The psychiatrist pointed out that Miss M is showing clear signs of attachment to her family, especially Mom. I am really thankful that we got direction on how to help her attach. It is definitely an on going process and difficult for a child like Miss M. We find her regularly testing our love especially when her brain chemicals seem to be off. Other times she clearly expresses that she knows she is loved. For example:
Last week Miss M got into some trouble at school. Twice in one week. Last Wednesday she got into a food fight with another student in the lunch room. She was written up for that and had to sit out of recess. Friday she "used hands for hurting" and pushed another student when she got angry. She was written up for that and missed recess. When she came home she was upset that she "got on yellow at school". I learned early on with the manipulation feature to Miss M that I stay neutral regarding problems at school. If I seem upset by what when on I am VERY likely so see LOTS more of that behavior. This is pretty typical with RAD kids. So I acknowledge what happened and express my confidence in the teacher/school to handle it appropriately. When she showed me the yellow ticket that I had to sign and professed to be upset ... why do I say professed? Well the performance was a good one. I almost believed there was a tear with the fake crying but ... no. I just said, "Well babe everyone makes mistakes. You got on yellow today but tomorrow will be better I am sure of it. And you know that Mom and Dad love you anyway." She had that well duh look and said "I know that."

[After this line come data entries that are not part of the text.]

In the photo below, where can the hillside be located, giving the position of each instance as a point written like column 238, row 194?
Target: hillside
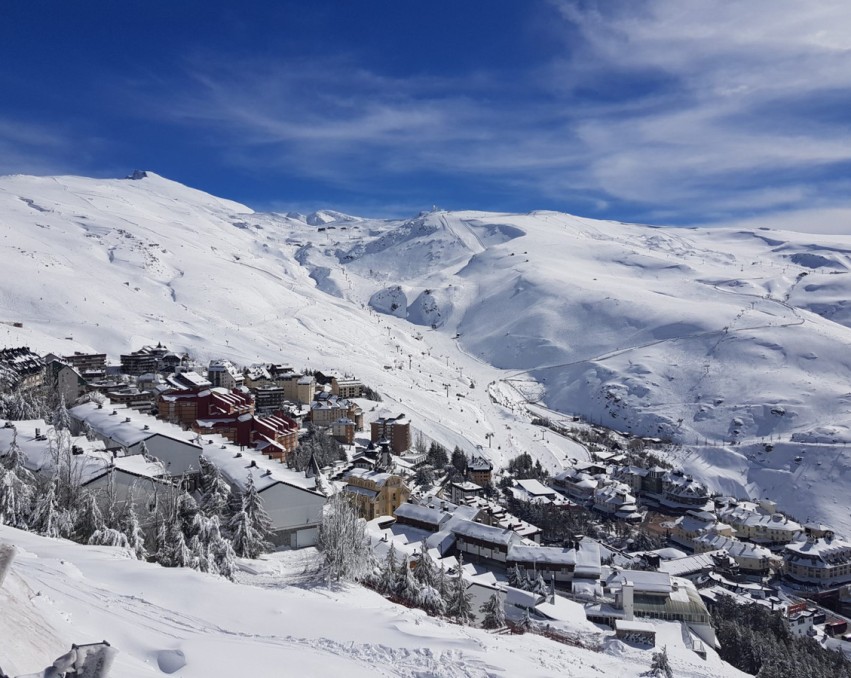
column 722, row 340
column 60, row 593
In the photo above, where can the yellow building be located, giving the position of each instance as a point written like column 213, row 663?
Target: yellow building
column 376, row 494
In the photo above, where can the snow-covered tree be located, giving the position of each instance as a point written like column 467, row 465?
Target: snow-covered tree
column 459, row 604
column 660, row 667
column 493, row 613
column 385, row 577
column 172, row 550
column 525, row 622
column 15, row 500
column 517, row 578
column 215, row 491
column 406, row 586
column 61, row 418
column 186, row 513
column 344, row 542
column 89, row 518
column 425, row 571
column 108, row 536
column 135, row 536
column 47, row 518
column 431, row 601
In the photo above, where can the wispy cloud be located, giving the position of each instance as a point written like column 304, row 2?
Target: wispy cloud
column 30, row 148
column 687, row 112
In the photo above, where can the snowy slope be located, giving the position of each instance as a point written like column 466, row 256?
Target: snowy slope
column 723, row 338
column 59, row 593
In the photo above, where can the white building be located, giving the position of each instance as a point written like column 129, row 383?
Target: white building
column 133, row 432
column 222, row 373
column 821, row 562
column 290, row 498
column 615, row 499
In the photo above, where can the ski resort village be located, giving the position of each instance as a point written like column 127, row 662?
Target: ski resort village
column 226, row 469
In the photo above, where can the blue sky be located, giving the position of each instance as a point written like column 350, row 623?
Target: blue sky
column 686, row 112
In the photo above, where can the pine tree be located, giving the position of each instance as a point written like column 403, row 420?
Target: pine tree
column 493, row 613
column 187, row 512
column 525, row 623
column 441, row 583
column 107, row 536
column 45, row 518
column 425, row 572
column 89, row 519
column 517, row 578
column 661, row 666
column 174, row 552
column 15, row 498
column 61, row 418
column 135, row 536
column 460, row 601
column 407, row 587
column 344, row 542
column 385, row 580
column 431, row 601
column 215, row 492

This journey of ours certainly is complex. No one professional has had the be all cure all answer for us with Miss M because she is an individual. Yes she fits the RAD profile and yes she fits the Bipolar Child profile but it takes not only a village to raise this child it also takes a whole team of professionals. And frankly she has kicked all their butts! But together we seem to be moving in the right direction, forward. Like her psychiatrist pointed out yesterday, she has a lot of problems for sure but in that we are seeing progress.
This child at age 4 was a danger to animals. Now at age 6 my MIL's sheepish chihuahua Chico is so bonded to Miss M that he is a wonderful gage as to how her chemicals are functioning. When they are off, he runs in the opposite direction of her and will not come anywhere near her. Otherwise he runs to give her kisses and will sleep in her bed with her.
Although we never give her the opportunity to be alone with her little brother we no longer see her seeking the opportunity to be inappropriate towards him. They have lots of supervised play together and more and more, little by little her behavior seems more typical with him.
Now in a fit of rage did she try to kill her grandmother Sunday? Why yes she did. Hey I said we still have problems. Her chemicals were clearly off Sunday, Chico the chihuahua confirmed this. We don't need no stinking doctor. Hey man we got the ch-E-wah-wah. (I am using my best accent right now.)
We are still working on the chemical part. Which is REALLY hard when this dynamic duo of ours both grew 1 inch and gained 4 pounds between visits to the psychiatrist. Their bodies, their chemistry is constantly changing because they are growing. Kids tend to do that. But the bottom line is I think the loo-loo's are on our way to success, whatever that may be!